Another angle is to see if generative AI can be bound sufficiently to keep it from going astray. It is conceivable that with various technological guardrails and human oversight, an LLM for mental health use can be reliably utilized in the wild. This has spurred an interest in devising highly customized AI foundational models that are tailored specifically to the mental health domain, see my discussion at the link here.
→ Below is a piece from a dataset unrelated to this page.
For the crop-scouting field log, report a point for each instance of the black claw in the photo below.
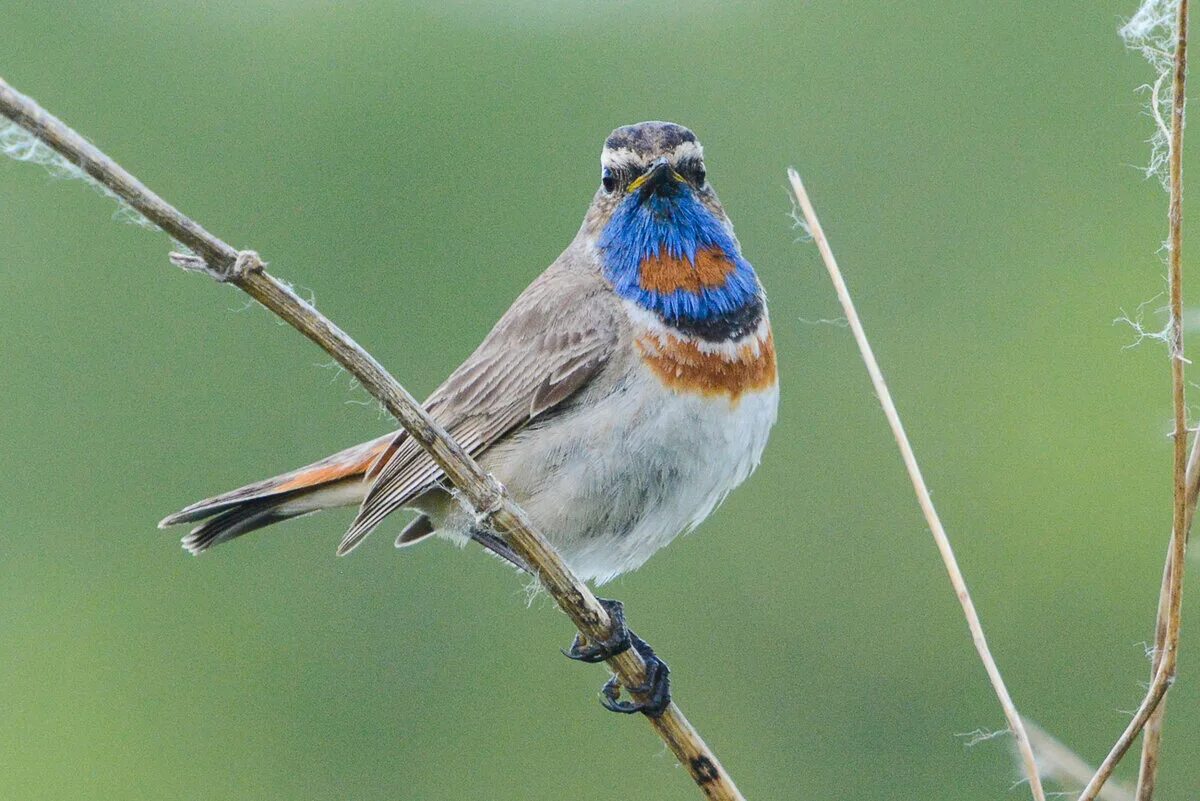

Thoughts On AI Research In This Realm
Let’s shift gears and consider the myriad of research pursuits from a 30,000-foot level. We can garner useful insights into how such research has been conducted, and how such research might be further conducted on an ongoing basis and in the future too.
Here are five notable considerations that are worthwhile contemplating:
- (1) Developers and researchers at times intertwined. Studies in this realm often entail the researchers also being the developers of the AI-based mental health app. The good news is that by being both the developer and the researcher, they know the app in great detail and can even potentially hone the system accordingly. The downside is that there is a potential conflict of interest since there can be a subconscious propensity to want the AI to be a success. It will be helpful if studies involving researchers who have no connection whatsoever to a given AI system can pick up the mantle and perform distinctly third-party independent studies.
- (2) Comparison of AI to nothing else is a bit soft. Studies in this realm will typically devise an experimental setting that consists of the AI app as the treatment and then have a control group that doesn’t make use of the AI. That’s fine. It is useful to see whether the AI appears to make a difference in mental health outcomes. But the rub is this. An argument can be made that just about anything might produce upside mental health outcomes. In that sense, the AI is almost like a placebo (so the argument goes). To aid in dealing with this possibility, a simultaneous use of a group that is for example encouraged to access online information about mental health can be a handy comparison basis. How much of an uplift, if any, does the AI app have over simple access to ready information about mental health? That’s a difference of a more demonstrative kind.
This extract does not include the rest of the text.